At around 9:00 the last of the locals decide to leave ... twenty-eight-year-old John Hoffman, a gas station operator from the nearby town of Mercer, thirty-five-year-old Eugene Boiseneau, a logger at the government's Mercer CCC camp, and John Morris, the fifty-nine-year-old cook at the CCC camp.  To the crazed barking of the Wanatka pooches, as Baszo and Traube say good evening to their customers, the trio leaves the lodge and get into Hoffman's 1933 Chevy coupe.  Turning the ignition on, the car's radio instantly comes blaringly to life, drowning out any sounds that might be coming from the surrounding Wisconsin darkness ... sounds like demands that the men should stop and get out of the car.  The FBI has finally arrived at the Little Bohemia Lodge ... and so has death! 
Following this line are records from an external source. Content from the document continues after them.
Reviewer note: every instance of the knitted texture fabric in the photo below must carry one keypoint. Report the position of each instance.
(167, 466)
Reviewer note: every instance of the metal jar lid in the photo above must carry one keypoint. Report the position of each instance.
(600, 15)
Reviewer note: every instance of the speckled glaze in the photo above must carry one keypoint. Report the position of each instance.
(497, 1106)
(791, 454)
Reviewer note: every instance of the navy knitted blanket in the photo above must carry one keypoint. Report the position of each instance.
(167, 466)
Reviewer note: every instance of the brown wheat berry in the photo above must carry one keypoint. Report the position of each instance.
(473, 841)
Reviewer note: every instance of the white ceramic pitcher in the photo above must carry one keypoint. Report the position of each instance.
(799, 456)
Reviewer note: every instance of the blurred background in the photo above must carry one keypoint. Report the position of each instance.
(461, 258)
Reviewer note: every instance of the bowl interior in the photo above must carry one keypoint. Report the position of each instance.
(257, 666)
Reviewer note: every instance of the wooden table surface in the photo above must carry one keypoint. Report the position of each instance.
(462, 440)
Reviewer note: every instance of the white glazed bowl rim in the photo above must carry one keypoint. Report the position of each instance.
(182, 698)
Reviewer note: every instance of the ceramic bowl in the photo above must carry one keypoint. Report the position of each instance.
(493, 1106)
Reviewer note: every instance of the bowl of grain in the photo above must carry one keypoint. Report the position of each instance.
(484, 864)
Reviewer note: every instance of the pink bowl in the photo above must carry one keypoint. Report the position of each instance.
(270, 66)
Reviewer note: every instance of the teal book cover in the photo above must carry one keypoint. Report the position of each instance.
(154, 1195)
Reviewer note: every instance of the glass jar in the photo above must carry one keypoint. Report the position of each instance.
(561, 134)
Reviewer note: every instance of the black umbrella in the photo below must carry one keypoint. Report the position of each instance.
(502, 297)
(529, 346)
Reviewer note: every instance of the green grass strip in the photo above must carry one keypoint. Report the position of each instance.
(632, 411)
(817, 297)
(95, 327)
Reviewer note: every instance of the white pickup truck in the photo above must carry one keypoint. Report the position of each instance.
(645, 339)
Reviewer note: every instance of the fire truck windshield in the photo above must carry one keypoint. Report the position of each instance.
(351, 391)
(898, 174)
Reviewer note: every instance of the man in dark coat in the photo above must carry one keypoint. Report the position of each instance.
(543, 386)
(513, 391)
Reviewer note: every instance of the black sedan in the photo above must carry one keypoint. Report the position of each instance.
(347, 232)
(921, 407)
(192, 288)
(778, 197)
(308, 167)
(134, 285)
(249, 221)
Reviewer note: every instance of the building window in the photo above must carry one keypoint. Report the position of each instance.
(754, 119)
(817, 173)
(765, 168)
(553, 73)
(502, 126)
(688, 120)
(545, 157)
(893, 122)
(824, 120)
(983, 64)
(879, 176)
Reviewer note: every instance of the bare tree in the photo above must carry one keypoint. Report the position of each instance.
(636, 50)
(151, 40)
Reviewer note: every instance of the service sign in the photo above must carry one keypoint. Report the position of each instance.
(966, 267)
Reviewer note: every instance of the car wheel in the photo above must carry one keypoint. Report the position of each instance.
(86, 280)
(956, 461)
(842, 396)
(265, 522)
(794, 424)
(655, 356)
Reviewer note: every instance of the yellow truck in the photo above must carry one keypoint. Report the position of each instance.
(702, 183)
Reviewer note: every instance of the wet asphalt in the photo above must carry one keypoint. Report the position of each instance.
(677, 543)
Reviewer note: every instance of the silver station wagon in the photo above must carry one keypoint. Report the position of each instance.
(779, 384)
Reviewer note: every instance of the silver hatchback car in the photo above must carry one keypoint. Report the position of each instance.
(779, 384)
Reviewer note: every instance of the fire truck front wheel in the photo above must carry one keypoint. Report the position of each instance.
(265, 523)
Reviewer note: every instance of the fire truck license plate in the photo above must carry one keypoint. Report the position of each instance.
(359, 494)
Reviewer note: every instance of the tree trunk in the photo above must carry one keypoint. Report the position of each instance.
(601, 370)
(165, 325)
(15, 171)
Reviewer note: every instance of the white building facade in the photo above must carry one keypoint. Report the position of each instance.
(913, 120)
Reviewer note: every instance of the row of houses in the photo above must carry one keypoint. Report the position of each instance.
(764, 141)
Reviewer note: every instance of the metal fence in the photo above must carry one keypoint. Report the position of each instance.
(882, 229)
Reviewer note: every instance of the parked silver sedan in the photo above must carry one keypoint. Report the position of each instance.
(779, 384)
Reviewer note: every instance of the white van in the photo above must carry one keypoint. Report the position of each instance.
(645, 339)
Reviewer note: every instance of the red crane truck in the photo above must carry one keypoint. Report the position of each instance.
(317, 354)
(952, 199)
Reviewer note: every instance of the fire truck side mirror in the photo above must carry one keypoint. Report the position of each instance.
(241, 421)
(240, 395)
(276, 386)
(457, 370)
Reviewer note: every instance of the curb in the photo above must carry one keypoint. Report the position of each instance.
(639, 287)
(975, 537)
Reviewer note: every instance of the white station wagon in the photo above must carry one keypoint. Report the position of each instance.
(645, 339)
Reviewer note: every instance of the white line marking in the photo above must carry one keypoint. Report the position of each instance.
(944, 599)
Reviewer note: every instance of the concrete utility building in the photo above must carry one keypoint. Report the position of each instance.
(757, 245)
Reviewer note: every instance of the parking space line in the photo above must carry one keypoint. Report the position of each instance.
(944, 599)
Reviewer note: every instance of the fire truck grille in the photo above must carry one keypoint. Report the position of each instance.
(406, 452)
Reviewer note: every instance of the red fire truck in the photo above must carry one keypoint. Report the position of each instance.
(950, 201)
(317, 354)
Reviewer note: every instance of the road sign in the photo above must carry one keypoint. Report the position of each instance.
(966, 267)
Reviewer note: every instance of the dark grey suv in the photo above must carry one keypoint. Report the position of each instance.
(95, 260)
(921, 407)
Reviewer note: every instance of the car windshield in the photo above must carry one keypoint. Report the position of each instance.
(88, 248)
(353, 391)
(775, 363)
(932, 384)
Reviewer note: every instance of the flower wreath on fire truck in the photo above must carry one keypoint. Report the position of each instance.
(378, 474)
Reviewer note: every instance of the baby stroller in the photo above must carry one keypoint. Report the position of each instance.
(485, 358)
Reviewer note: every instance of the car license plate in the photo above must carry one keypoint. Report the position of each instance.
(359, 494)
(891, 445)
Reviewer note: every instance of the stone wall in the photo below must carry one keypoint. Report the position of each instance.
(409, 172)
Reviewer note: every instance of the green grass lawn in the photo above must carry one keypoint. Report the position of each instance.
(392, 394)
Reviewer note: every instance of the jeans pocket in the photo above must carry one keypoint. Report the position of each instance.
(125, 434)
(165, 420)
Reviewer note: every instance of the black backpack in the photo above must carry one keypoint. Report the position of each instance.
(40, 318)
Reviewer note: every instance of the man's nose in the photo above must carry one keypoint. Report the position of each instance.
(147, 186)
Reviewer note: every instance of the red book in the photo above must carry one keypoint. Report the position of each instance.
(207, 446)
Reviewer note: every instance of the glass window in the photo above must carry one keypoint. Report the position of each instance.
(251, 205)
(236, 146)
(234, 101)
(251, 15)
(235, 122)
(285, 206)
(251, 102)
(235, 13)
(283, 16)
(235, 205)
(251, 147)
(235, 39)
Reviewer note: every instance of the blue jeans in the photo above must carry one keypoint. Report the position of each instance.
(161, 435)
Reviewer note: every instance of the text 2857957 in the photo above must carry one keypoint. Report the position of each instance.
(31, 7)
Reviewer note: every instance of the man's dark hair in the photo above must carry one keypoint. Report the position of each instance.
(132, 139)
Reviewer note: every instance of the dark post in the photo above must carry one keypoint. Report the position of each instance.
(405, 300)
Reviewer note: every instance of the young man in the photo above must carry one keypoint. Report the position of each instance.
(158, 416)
Nan Wanatka and the feisty Shadow and Prince

Following their plan, the lawmen make their final approach with lights off in their commandeered vehicles, and on arrival, the team blocks access to the lodge by parking two of the cars in a "V" (and manned by two agents armed with a shotgun and a rifle), then creep forward into positions in front and to the sides of the lodge, movements that cause the two alert collies to go wild ... actions that exactly coincide with five men coming out of the lodge.  Not yet ready for their raid to begin, nerves jangled from the trip to Wisconsin and then the bumpy night journey to Manitowish Waters, thinking that the dogs have alerted the gang, three of whom are in the process of attempting to flee, when the "STOP" order is ignored and the Chevy containing the lodge patrons begins to move forward, Clegg and Purvis both yell "FIRE!" ... a command that instantly brings a deluge of pistol, shotgun, and machine gun lead down on the car.  Windows shattering, tires blowing, and metal holed, Hoffman slams on the brakes and leaps out of the car, fleeing into the night with wounds to his right arm and right leg, along with facial cuts caused by the explosion of the vehicle's windows, while Morris tumbles out of the front passenger door bearing two machine gun slugs in his right shoulder and buckshot pellets in his right hip, groaning as he identifies himself as John (which doesn't help matters) and takes a long pull of whiskey from a metal flask he pulls out of his back pocket (a move which almost gets him shot again).  Only Boiseneau doesn't move ... sandwiched between the two men in the front seat, the CCC worker is dead from bullet strikes to his head and chest.  Lasting only a matter of a few seconds, the FBI has mistakenly shot the shit out of three innocent citizens.

The bullet torn Chevy

But before the Federals can react to their horrible error, more gunfire from automatic weapons suddenly erupts from the lodge and one of the cabins ... warned by the shooting outside, the real prey of the raid is now aware of the presence of lawmen on the property ... and is responding with bullets.